#1
Hey I'm new to ultimate guitar and I'm really into the whole writing scene, whether it be lyrics or guitar songs. Anyway I just jotted this down yesterday and I kind of like it, I was hoping to get an opnion on it.

'Cause your the last thing that I think of as I'm falling asleep
And the first thing on my mind when my alarm clock rings
Don't ever get behind, just keep your head held high
'Cause the weekdays are just a break between our Friday nights


I'll take you out,
But remember to forget our maps/
And we'll head down,
This overgrown forgot about path/

Let's spend some time,
With stress left behind our backs/
Imagine what we'll find,
With our eyes clear of yesterday's past/

'Cause I see you gripping, but your slipping
Your life is choking you to death/
So my friend just listen, and forget them
And slowly take three deep breaths/

And you remember, we were meant for
More than corporate success/
'Cause our true meaning, is the feeling
Of my heart be against your chest

Thanks guys, ADVICE IS WELCOME AND ENCOURAGED!!

note: I changed the title, and hope i can recieve criticism now
#3
thanks! what do you think the point of the song was?

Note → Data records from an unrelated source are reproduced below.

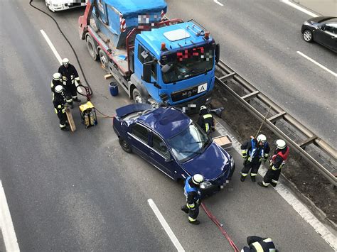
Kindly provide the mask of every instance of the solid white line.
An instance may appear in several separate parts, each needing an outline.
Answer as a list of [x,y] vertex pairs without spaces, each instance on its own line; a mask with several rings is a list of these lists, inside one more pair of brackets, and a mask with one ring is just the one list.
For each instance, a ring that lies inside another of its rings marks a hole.
[[1,180],[0,180],[0,228],[6,251],[20,251]]
[[[241,153],[241,143],[235,138],[235,137],[220,122],[217,122],[216,128],[220,135],[228,135],[232,140],[232,146],[234,149],[239,153]],[[267,172],[267,169],[264,165],[261,165],[259,169],[259,174],[264,177]],[[310,210],[309,210],[308,208],[293,195],[293,193],[289,190],[288,190],[280,182],[279,182],[277,184],[277,187],[272,188],[274,189],[279,193],[279,195],[314,228],[314,229],[317,233],[319,233],[321,237],[322,237],[335,251],[337,251],[337,237],[336,237],[336,236],[332,234],[326,228],[326,226],[323,223],[321,223],[310,212]]]
[[316,15],[314,13],[313,13],[310,11],[308,11],[307,9],[306,9],[304,8],[302,8],[300,6],[298,6],[297,4],[295,4],[289,1],[289,0],[282,0],[282,1],[284,2],[286,4],[288,4],[289,6],[290,6],[293,8],[295,8],[295,9],[298,9],[299,11],[301,11],[305,13],[306,14],[311,16],[312,17],[316,18],[316,16],[319,16],[319,15]]
[[297,51],[296,53],[297,53],[298,54],[299,54],[301,56],[304,57],[306,60],[310,60],[310,61],[312,62],[313,63],[317,65],[319,67],[323,68],[324,70],[326,70],[326,71],[330,72],[331,75],[334,75],[335,77],[337,77],[337,74],[336,74],[336,72],[331,71],[330,69],[326,68],[326,67],[324,67],[323,65],[319,64],[317,61],[311,59],[310,57],[306,56],[304,53],[301,53],[300,51]]
[[161,213],[159,212],[159,209],[158,209],[157,206],[154,202],[152,199],[149,199],[147,202],[149,202],[149,204],[150,205],[151,208],[152,209],[156,217],[158,218],[161,226],[163,226],[164,229],[165,229],[165,231],[166,232],[167,235],[168,236],[168,237],[170,237],[171,241],[176,246],[177,251],[179,252],[185,251],[183,246],[180,243],[179,241],[178,241],[177,238],[174,235],[173,232],[171,229],[170,226],[167,224]]
[[53,51],[53,53],[54,53],[54,55],[56,57],[56,59],[58,59],[58,62],[60,62],[60,65],[62,65],[62,58],[60,56],[60,55],[58,54],[56,49],[55,48],[54,45],[53,45],[53,43],[51,43],[51,41],[49,39],[48,36],[47,35],[47,34],[45,33],[45,31],[43,30],[40,30],[40,31],[41,32],[41,33],[42,33],[43,38],[45,38],[46,41],[47,41],[47,43],[49,45],[49,47],[50,48],[51,50]]
[[213,0],[213,1],[214,1],[215,4],[219,4],[220,6],[223,6],[223,4],[221,4],[220,2],[218,2],[218,0]]

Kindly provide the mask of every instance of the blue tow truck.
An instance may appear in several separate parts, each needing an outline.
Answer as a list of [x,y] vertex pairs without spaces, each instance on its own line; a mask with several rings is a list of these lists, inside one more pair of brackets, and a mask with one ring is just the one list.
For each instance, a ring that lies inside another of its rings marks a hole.
[[193,21],[168,20],[166,11],[164,0],[89,0],[80,37],[136,103],[193,113],[210,102],[219,45]]

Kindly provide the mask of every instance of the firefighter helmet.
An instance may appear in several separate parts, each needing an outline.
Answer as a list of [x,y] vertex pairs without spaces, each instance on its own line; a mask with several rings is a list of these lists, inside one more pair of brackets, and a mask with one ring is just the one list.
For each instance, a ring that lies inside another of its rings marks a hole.
[[54,89],[56,93],[60,93],[63,90],[63,87],[62,85],[57,85]]
[[70,62],[69,61],[69,60],[66,57],[65,57],[63,60],[62,60],[62,64],[63,64],[63,65],[65,67],[68,67],[68,66],[69,65],[69,64],[70,63]]
[[276,141],[276,146],[277,146],[278,149],[284,149],[286,148],[286,142],[282,139],[278,139]]
[[263,134],[260,134],[256,139],[258,142],[264,143],[267,141],[267,137]]
[[192,177],[192,182],[196,185],[200,185],[203,182],[203,176],[200,174],[196,174]]
[[59,72],[55,72],[53,75],[53,80],[60,80],[61,79],[61,74]]

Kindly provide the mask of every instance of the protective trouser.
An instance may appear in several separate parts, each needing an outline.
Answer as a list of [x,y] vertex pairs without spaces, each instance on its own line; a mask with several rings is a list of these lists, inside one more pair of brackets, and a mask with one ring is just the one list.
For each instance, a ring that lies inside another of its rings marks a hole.
[[181,209],[186,213],[188,212],[189,221],[193,222],[193,221],[196,221],[196,219],[198,218],[198,215],[199,215],[199,204],[198,204],[196,203],[195,207],[193,208],[188,208],[186,204],[181,207]]
[[241,175],[243,177],[246,177],[248,175],[250,170],[250,170],[250,176],[256,177],[261,162],[250,162],[246,160],[242,170],[241,170]]
[[60,119],[60,128],[65,128],[67,125],[65,121],[67,121],[67,115],[65,114],[65,109],[55,109],[55,112],[58,114],[58,117]]
[[271,184],[274,187],[277,186],[277,183],[279,182],[279,177],[281,175],[282,168],[279,168],[277,170],[272,169],[272,167],[270,166],[268,170],[266,172],[266,175],[263,177],[262,184],[265,187],[267,187],[269,184]]

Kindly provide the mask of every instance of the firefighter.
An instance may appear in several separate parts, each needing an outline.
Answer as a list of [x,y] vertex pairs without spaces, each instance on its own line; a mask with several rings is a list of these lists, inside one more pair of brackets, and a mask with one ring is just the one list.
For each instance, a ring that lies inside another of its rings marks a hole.
[[260,134],[256,138],[251,139],[241,146],[241,153],[244,159],[244,167],[241,170],[240,180],[244,182],[250,170],[250,178],[252,182],[256,181],[256,175],[261,163],[267,161],[270,148],[264,135]]
[[52,88],[53,104],[55,112],[60,119],[60,128],[63,131],[69,131],[67,128],[67,115],[65,114],[65,99],[63,93],[63,87],[61,84],[56,85]]
[[289,148],[287,146],[286,142],[282,139],[277,140],[276,146],[277,148],[270,160],[269,168],[263,177],[263,181],[257,182],[263,187],[267,187],[269,184],[274,187],[277,185],[281,170],[288,158]]
[[[65,91],[65,99],[70,108],[73,109],[73,101],[77,102],[81,102],[77,98],[77,92],[76,90],[76,87],[81,83],[76,68],[70,64],[68,59],[64,58],[62,60],[62,65],[58,67],[58,72],[62,75]],[[77,84],[76,84],[76,82]]]
[[249,248],[245,246],[241,252],[276,252],[275,244],[270,238],[262,238],[259,236],[247,237],[247,243]]
[[181,207],[181,210],[188,214],[188,222],[198,225],[197,219],[199,214],[199,206],[201,204],[199,192],[200,184],[203,182],[203,176],[196,174],[193,177],[188,177],[185,181],[184,194],[186,197],[186,204]]
[[210,134],[215,130],[215,124],[213,116],[208,112],[205,106],[200,107],[198,125],[199,125],[206,133]]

I want to see if i portrayed it well enough
#4
Quote by aceofclubs52


'Cause your the last thing that I think of as I'm falling asleep
And the first thing on my mind when my alarm clock rings
Don't ever get behind, just keep your head held high
'Cause the weekdays are just a break between our Friday nights
Brilliant, but not really coherent with the rest of the piece.

I'll take you out,
But remember to forget your maps
You, then our? That says that you are taking someone out, yet they are someone who you share possessions with. Doesn't work. However, if you say your maps, then you suggest he/she is a control freak.
And we'll head down,
This overgrown, forgotten about path
The path has been forgotten about, not forgot about. Apart from that, good.


Let's spend some time,
With stress left behind our backs
Imagine what we'll find,
With our eyes clear of yesterday's past
The last line felt too long, too drawn out. Try shortening it, yet still keep the meaning. Great verse.

'Cause I see you gripping, but your'e slipping
This life is choking you to death
Didn't like the repetition of "You" in the first two lines here.
So my friend just listen, and forget them
And slowly take three deep breaths
Good.

And you remember, we were meant for
More than corporate success
'Cause our true meaning, is the feeling
Of my heart be against your chest
Ahh! You ruined it! "The feeling of my heart be against"? So nearly good.


Why the /'s at the end of lines?
#5
sweet thank you.

yeah the "/"s were cuz I'm used to seeing song lyrics like that, its a habit to recognize order and rhyme in the lyrics

anyway, the first part was actually not part of the rest of the song. i'm talking about the section with "cause the weekdays are just a break between our friday nights". i threw that in there for fun and to see a reaction


aside from that, the line "the feeling of my heart beat against your chest", did you not like that because it was cliche? I think it was a tad cliche but it gives the unique image of a person holding another person so close that they can feel each others hearts beating. That doesn't seem to be too cliche.